As the day wore on more and more people appeared – mostly old men – we all sat in a very big circle drinking cyder and talking. The guys with the mill were steam engine enthusiasts, particurly traction engines – they had one, a very nice one. They got it after the boiler in the last one burnt out.
So i said where is the old one – they pointed to the next field and there it stood – in one corner, nearly covered with weeds. Beautiful example of a technology that lasted for only a few dozen years then vanished – i spect its still there.
Well the day wore on and more cyder made the rounds - it has a lot in common with vinegar and is really only tolerated because of its alcholic connections – that is it somehow has the ability to make one far more drunk than anything else of similar strength. (i never saw any money change hands – there was something so very comforting about the scene – there were well over 20 people there at the end so it must have involved a considerable amount of the drink)
It began to get dark(with that kind of golden twilight more in the mind than anything else) - i felt completely at peace – it was a very delightful event and never to be repeated – (full diary write up at the time – one day)
As Richard and i said our goodbyes the mill owner said heed had a word with the boys and would be delivering the wood on wednesday.
I knew what the stuff was worth – i had offered half, no way could i pay full price.
Wednesday came. Soon enough a small truck appeared, my heart sank – what was i going to do ? – it was unloaded and then came the moment – half price YESSSSSSSSS.
The wood was from a number of trees – good clear boards – i had some of it kiln dried at Tiverton sawmills – they had a new vacuum kiln – beech brothers in Exeter had one and it could dry woods of thicknesses unheard of in an unbelievably short time but it had drawbacks.
Wood is alive. That is it moves – the reason wood cracks is because the movement is too much and this is normally associated with moisture. So you expect it to move if it is too wet, but not if it is dry.
Another process occuring in wood is destressing. It takes time more than anything. Steam kilned wood is very denatured as far as stress is concerned. dehumidified wood, not so much but its easier to work – vacuum kilned wood only has the moisture removed, not stress.
i made a large table in the ripple ash for a client in Bristol who owned a large silver shop there. It moved like mad but because of the construction it did not matter and we were all pleased.

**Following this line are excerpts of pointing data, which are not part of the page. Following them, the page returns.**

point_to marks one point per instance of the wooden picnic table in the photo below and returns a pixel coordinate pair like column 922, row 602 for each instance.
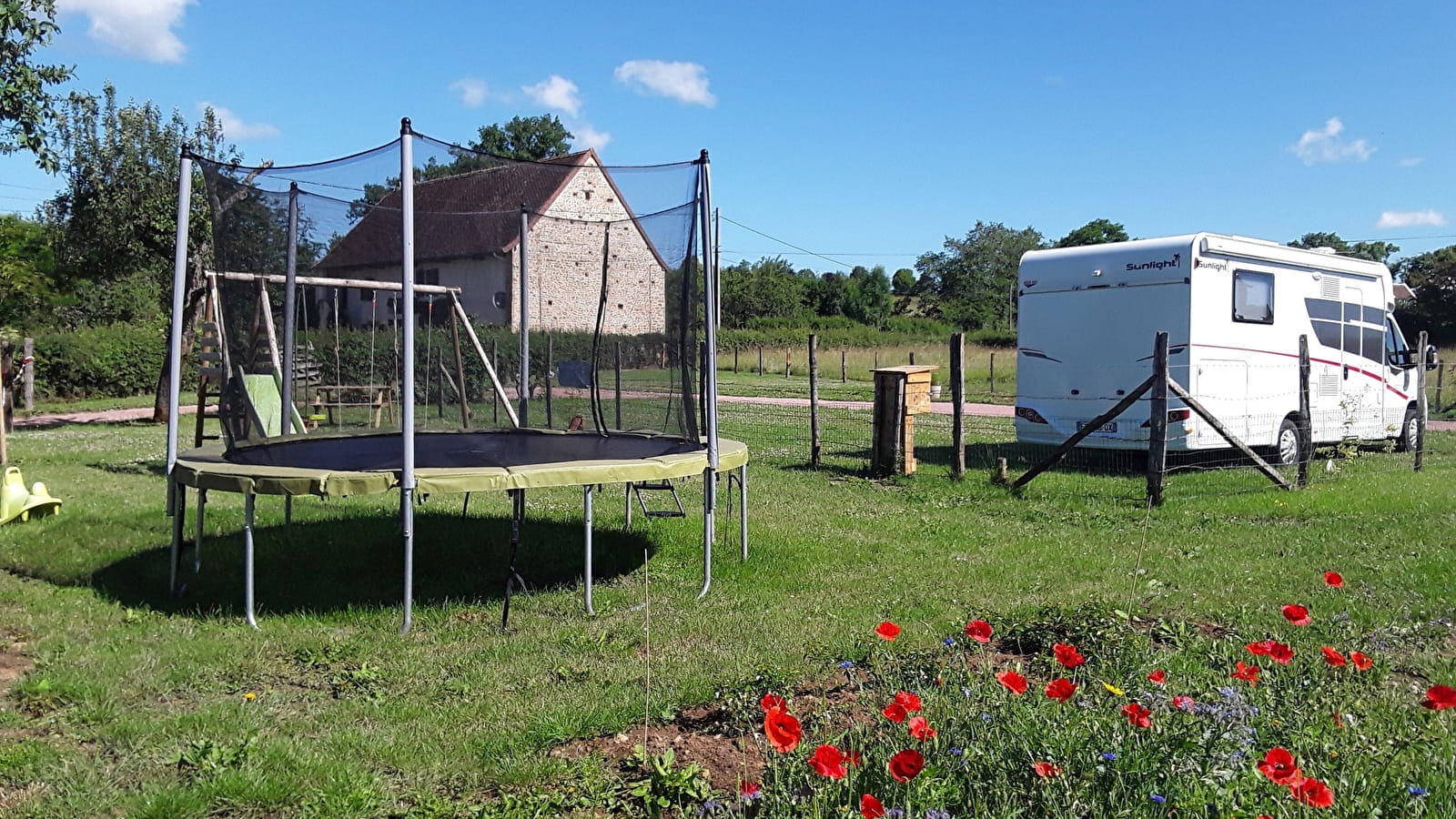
column 378, row 397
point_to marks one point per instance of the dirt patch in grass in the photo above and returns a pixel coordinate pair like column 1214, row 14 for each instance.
column 14, row 663
column 696, row 736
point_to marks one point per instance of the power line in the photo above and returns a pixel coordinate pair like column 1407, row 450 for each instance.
column 783, row 242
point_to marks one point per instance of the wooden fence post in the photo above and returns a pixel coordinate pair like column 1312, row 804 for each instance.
column 958, row 404
column 1307, row 436
column 814, row 439
column 1158, row 423
column 28, row 350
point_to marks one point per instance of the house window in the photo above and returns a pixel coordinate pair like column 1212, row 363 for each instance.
column 1252, row 296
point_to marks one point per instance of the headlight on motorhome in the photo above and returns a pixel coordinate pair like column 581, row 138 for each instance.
column 1028, row 414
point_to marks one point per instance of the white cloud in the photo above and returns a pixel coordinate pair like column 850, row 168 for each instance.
column 1410, row 219
column 684, row 82
column 555, row 92
column 1325, row 145
column 472, row 91
column 137, row 28
column 590, row 137
column 237, row 128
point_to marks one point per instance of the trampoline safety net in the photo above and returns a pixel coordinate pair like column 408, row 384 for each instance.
column 611, row 302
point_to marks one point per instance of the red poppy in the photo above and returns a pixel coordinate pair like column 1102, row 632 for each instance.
column 1312, row 793
column 1046, row 770
column 1062, row 690
column 1067, row 654
column 1279, row 765
column 979, row 630
column 1441, row 697
column 829, row 761
column 1138, row 716
column 1012, row 681
column 921, row 729
column 907, row 702
column 1298, row 615
column 783, row 729
column 1280, row 653
column 1247, row 673
column 906, row 765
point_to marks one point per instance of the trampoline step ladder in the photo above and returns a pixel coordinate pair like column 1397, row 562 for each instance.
column 659, row 487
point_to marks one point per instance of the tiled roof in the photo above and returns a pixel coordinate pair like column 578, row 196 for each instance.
column 472, row 215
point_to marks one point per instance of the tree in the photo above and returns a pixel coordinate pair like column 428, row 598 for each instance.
column 903, row 281
column 26, row 106
column 764, row 288
column 866, row 296
column 1096, row 232
column 1373, row 251
column 1433, row 278
column 26, row 266
column 976, row 278
column 526, row 137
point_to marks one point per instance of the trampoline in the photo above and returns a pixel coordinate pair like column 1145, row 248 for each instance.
column 616, row 261
column 456, row 462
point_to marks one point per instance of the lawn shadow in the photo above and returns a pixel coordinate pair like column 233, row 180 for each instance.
column 331, row 566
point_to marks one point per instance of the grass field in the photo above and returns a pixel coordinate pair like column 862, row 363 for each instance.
column 124, row 702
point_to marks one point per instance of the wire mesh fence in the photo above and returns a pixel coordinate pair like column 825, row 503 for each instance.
column 1351, row 436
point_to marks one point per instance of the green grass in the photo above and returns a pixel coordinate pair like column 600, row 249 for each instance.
column 138, row 703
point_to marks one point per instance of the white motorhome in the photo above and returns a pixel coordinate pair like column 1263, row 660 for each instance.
column 1234, row 309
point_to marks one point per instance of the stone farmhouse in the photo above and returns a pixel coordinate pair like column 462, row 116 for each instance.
column 468, row 237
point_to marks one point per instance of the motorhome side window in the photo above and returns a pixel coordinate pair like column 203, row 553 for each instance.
column 1252, row 296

Later i came to do a lot of work for Grey Harris and co, including hundreds of silver coaster bases – i never found out exactly why he came to me all the time as my work was good but not spectacular and twice as much as any of the amateur turners charged – maybe it was because of the wood – i used iroko – because the stuff made one caugh the story went round that it gave one cancer – checking this out i found it had no foundation – in fact this facility had a great use – in later years i had some troublesome visitors who would simply sit and talk as i tried to work – me and myself had difficulty enough without anyone else butting in, so the solution was to have a board of Iroko and stick it through the planer just as they were coming in the door – it was usually met with “i dont know how you can work with that stuff, it really gets in my throat” Then they would leave hihi.